Van 't Hoff Institute for Molecular Sciences, University of Amsterdam, Science Park 904, 1098XH Amsterdam, The Netherlands.
Van der Waals-Zeeman Institute, Institute of Physics, University of Amsterdam, 1098XH Amsterdam, The Netherlands.
J Phys Chem Lett. 2023 Feb 2;14(4):940-946. doi: 10.1021/acs.jpclett.2c03109. Epub 2023 Jan 23.
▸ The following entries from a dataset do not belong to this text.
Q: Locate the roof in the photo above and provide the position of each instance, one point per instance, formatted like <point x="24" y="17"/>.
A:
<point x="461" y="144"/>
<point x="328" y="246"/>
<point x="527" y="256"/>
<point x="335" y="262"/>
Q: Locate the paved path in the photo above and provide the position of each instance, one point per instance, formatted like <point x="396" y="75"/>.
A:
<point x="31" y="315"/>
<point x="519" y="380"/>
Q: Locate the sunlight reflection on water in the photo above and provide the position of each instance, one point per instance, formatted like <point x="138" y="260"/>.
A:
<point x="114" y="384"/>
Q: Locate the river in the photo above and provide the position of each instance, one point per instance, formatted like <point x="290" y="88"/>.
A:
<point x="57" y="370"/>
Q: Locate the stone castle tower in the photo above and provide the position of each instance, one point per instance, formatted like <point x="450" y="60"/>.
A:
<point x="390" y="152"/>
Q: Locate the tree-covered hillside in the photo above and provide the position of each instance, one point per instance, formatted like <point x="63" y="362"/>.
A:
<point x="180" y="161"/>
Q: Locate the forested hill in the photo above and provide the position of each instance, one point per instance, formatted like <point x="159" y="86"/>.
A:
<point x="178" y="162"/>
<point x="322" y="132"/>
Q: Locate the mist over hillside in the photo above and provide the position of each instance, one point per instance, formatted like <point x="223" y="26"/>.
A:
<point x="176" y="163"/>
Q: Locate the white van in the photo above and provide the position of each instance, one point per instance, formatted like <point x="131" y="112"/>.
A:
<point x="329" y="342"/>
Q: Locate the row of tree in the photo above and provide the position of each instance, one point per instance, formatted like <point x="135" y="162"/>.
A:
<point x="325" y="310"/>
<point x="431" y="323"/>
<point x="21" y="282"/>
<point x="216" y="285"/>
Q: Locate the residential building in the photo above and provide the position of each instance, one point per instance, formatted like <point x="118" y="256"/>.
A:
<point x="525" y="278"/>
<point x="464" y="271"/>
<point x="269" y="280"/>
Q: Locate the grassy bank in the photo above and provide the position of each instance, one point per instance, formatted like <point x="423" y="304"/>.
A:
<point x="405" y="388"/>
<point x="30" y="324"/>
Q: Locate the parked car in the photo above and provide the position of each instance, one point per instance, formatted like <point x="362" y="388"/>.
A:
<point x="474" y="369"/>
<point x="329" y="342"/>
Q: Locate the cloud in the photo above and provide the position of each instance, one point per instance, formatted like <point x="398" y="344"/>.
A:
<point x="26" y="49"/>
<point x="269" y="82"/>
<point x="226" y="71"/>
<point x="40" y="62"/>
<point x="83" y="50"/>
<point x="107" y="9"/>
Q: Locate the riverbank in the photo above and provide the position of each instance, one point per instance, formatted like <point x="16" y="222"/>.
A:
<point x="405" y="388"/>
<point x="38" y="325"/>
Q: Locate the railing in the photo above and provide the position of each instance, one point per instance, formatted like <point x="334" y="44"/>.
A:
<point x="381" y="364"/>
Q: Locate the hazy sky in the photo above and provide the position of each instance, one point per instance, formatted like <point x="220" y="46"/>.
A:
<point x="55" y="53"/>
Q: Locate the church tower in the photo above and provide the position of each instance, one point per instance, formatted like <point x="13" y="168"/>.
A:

The remarkable elastic properties of polymers are ultimately due to their molecular structure, but the relation between the macroscopic and molecular properties is often difficult to establish, in particular for (bio)polymers that contain hydrogen bonds, which can easily rearrange upon mechanical deformation. Here we show that two-dimensional infrared spectroscopy on polymer films in a miniature stress tester sheds new light on how the hydrogen-bond structure of a polymer is related to its viscoelastic response. We study thermoplastic polyurethane, a block copolymer consisting of hard segments of hydrogen-bonded urethane groups embedded in a soft matrix of polyether chains. The conventional infrared spectrum shows that, upon deformation, the number of hydrogen bonds increases, a process that is largely reversible. However, the 2DIR spectrum reveals that the distribution of hydrogen-bond strengths becomes slightly narrower after a deformation cycle, due to the disruption of weak hydrogen bonds, an effect that could explain the strain-cycle induced softening (Mullins effect) of polyurethane. These results show how rheo-2DIR spectroscopy can bridge the gap between the molecular structure and the macroscopic elastic properties of (bio)polymers.
聚合物的显著弹性性能最终归因于其分子结构,但宏观和分子性质之间的关系通常很难建立,特别是对于含有氢键的(生物)聚合物,氢键在机械变形时很容易重新排列。在这里,我们展示了在微型应力测试仪中的聚合物薄膜的二维红外光谱如何揭示聚合物氢键结构与其粘弹性响应之间的关系。我们研究了热塑性聚氨酯,这是一种由氢键化的氨酯基团的硬段嵌入聚醚链的软基质组成的嵌段共聚物。常规的红外光谱表明,在变形时,氢键的数量增加,这是一个很大程度上是可逆的过程。然而,2DIR 光谱显示,在一个变形循环后,氢键强度的分布变得稍微变窄,这是由于弱氢键的破坏,这种效应可以解释聚氨酯的应变循环诱导软化(Mullins 效应)。这些结果表明流变学 2DIR 光谱如何在(生物)聚合物的分子结构和宏观弹性性质之间架起桥梁。